The Supreme Court ruled the voters couldn’t do that. In Romer vs. Evans, the Court ruled neither governments nor voters have any legitimate interest in denying rights to people based on their sexual preference.
There is nothing new about state and local governments (and sometimes voters) trying to deprive one group of people or another of certain rights. They always have their reasons. The reasons most opponents advance for denying marriage licenses to same-sex couples are narrowly religious in nature. They talk about “traditional” or “Biblical” marriage, the purpose of procreation and the historic nature of marriages between one man and one woman.
The ruling says, "Although the Constitution permits communities to enact most laws they believe to be desirable, it requires that there be at least a legitimate reason for the passage of a law that treats different classes of people differently. There was no such reason that Proposition 8 could have been enacted.”

Just as Southern views of blacks were not upheld as “legitimate” reasons to prevent them from voting, your views of the nature of someone else’s marriage is not a legitimate cause to deny that right.

Prop 8 "serves no purpose, and has no effect, other than to lessen the status and human dignity of gays and lesbians in California, and to officially reclassify their relationships and families as inferior to those of opposite-sex couples," Judge Stephen Reinhardt wrote in the opinion.

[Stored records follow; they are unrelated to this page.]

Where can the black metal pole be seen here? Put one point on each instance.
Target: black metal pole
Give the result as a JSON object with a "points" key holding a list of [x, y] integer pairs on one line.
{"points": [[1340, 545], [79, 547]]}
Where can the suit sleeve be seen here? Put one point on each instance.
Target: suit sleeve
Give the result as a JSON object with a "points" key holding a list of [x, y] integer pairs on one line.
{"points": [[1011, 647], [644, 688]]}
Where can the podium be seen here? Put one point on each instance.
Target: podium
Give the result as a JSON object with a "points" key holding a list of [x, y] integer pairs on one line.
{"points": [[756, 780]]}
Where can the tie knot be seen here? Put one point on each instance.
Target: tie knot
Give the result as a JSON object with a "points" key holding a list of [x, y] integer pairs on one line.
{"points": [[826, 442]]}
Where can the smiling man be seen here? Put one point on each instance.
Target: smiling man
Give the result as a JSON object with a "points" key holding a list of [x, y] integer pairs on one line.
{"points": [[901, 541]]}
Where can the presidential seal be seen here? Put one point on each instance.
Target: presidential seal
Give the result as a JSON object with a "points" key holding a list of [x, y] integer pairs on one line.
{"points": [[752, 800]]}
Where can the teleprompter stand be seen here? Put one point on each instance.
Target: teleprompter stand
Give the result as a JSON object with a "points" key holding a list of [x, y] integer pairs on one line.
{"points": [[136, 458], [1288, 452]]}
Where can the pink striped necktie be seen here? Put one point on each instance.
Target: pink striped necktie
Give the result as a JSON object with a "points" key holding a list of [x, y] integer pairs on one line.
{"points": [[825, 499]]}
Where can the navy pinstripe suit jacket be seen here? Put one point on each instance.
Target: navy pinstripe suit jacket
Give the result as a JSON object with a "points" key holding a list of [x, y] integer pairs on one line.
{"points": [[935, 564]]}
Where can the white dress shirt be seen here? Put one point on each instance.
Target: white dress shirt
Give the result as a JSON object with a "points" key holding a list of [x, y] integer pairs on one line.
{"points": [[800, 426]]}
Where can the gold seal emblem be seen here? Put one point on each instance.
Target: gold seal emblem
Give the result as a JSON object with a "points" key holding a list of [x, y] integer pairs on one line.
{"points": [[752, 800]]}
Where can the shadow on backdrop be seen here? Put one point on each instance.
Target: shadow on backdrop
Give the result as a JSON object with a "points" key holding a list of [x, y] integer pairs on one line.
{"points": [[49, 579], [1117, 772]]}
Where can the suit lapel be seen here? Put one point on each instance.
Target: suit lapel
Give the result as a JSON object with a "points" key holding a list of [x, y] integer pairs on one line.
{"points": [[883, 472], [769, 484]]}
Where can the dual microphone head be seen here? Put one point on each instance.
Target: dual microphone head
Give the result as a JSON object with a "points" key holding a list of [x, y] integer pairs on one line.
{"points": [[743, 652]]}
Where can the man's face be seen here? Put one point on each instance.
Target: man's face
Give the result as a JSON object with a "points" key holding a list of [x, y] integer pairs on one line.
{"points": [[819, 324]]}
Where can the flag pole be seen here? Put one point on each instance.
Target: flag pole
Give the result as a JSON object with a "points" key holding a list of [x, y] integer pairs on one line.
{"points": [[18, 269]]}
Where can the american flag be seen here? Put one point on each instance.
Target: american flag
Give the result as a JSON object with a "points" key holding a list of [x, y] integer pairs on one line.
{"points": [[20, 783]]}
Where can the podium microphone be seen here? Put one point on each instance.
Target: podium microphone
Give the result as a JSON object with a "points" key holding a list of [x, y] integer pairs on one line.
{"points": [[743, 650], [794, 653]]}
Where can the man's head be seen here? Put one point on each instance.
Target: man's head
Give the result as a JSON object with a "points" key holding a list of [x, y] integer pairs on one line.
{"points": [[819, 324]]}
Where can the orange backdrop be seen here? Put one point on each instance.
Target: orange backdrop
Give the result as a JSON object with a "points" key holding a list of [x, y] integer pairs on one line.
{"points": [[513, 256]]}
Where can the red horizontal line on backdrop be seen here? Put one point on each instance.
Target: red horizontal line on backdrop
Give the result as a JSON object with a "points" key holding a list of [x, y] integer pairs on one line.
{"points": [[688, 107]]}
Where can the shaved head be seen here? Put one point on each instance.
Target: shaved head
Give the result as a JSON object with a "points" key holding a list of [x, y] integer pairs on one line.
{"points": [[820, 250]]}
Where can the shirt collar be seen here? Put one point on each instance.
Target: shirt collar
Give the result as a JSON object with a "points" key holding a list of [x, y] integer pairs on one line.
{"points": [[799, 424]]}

It doesn’t matter whether an unconstitutional law is passed by the city council, the legislature or the voters. Using voters instead of legislators to deny rights does not elevate the result above the US Constitution.
Opponents of marriage equality should understand that lawmakers in a free society cannot use their or your religious beliefs to prop up any law they want to enact. When they do, the “unelected judges” have little choice but to strike it down. In a free society, the courts stand between us and those who would deny us our rights.
Religious beliefs on this issue are not uniform. Many believers think the institution of marriage is best served by allowing people who are in loving relationships to marry regardless of their sexual orientation. We believe the hallmarks of a good marriage, e.g. love, honesty, loyalty, commitment, devotion, all are as much a part of a same-sex marriage as one between a man and a woman.
The Courts teach that if same-sex marriage violates your religious beliefs, take the case to the congregation of your church, not to the halls of our legislature or the public ballot.